“La quercia bianca? Nei prossimi anni la popolazione diminuirà di quasi l'80%”. Lo ha detto Calvin Norman, professore di silvicoltura della Penn State University intervistato da Bloomberg per il podcast “Odd Lots”. Il possibile calo della quercia bianca recherebbe un enorme danno all'industria del Bourbon, whiskey che prende il nome da una contea dello Stato Usa del Kentucky per cui sono cruciali le botti in rovere bianco americano.
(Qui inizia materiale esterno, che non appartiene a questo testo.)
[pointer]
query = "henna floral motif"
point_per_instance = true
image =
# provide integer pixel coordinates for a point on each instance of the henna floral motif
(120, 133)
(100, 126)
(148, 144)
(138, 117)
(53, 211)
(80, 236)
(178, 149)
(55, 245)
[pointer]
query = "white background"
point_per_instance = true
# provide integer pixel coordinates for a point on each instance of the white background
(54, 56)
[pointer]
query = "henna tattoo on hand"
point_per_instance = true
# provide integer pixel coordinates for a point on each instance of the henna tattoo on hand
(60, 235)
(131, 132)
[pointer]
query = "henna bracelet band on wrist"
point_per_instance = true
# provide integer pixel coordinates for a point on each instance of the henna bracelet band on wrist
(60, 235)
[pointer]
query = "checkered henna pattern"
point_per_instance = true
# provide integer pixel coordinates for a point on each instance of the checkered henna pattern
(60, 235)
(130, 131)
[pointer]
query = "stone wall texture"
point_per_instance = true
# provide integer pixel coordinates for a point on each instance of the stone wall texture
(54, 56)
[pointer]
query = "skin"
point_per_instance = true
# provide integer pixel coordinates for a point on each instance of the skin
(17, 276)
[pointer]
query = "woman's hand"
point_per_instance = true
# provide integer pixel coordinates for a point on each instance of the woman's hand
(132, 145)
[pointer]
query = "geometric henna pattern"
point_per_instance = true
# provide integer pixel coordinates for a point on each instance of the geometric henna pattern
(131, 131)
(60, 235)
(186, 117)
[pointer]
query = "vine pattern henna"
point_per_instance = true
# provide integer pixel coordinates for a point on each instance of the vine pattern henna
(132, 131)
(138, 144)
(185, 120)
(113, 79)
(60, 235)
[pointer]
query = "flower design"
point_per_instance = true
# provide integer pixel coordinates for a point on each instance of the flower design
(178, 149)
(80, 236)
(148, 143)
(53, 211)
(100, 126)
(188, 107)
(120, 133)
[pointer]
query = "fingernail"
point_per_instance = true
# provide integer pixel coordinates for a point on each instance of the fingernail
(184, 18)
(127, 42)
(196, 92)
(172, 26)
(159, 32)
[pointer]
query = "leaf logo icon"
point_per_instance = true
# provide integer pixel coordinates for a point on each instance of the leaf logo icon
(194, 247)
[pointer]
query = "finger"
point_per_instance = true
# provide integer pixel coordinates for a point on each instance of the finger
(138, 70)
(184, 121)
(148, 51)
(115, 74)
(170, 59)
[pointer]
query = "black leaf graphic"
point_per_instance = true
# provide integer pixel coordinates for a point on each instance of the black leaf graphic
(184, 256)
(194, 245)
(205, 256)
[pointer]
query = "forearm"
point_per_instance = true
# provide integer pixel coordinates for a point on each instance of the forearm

Secondo il professore la quercia bianca deve crescere in siti appositi, e “fortunatamente ne abbiamo molti in questo momento”. Nel prossimo futuro, però, la situazione potrebbe cambiare e si potrebbe generare un grosso problema per i produttori di botti, che non possono di certo accontentarsi di una normale quercia: per il noto liquore americano serve la quercia bianca.
“È un albero di difficile gestione – ha spiegato Calvin Norman – Bisogna dedicarle molto tempo e denaro. Il ritorno arriva molto più avanti nel tempo. Se un’azienda decide di gestire le delle specie invasive, una pratica necessaria per permettere alla quercia bianca di rigenerarsi, il prezzo attuale è di circa 80 dollari all’acro: un costo che rientrerà dopo decenni”. Bisogna dunque intervenire prontamente, “la rotta si può certamente invertire”, ha concluso.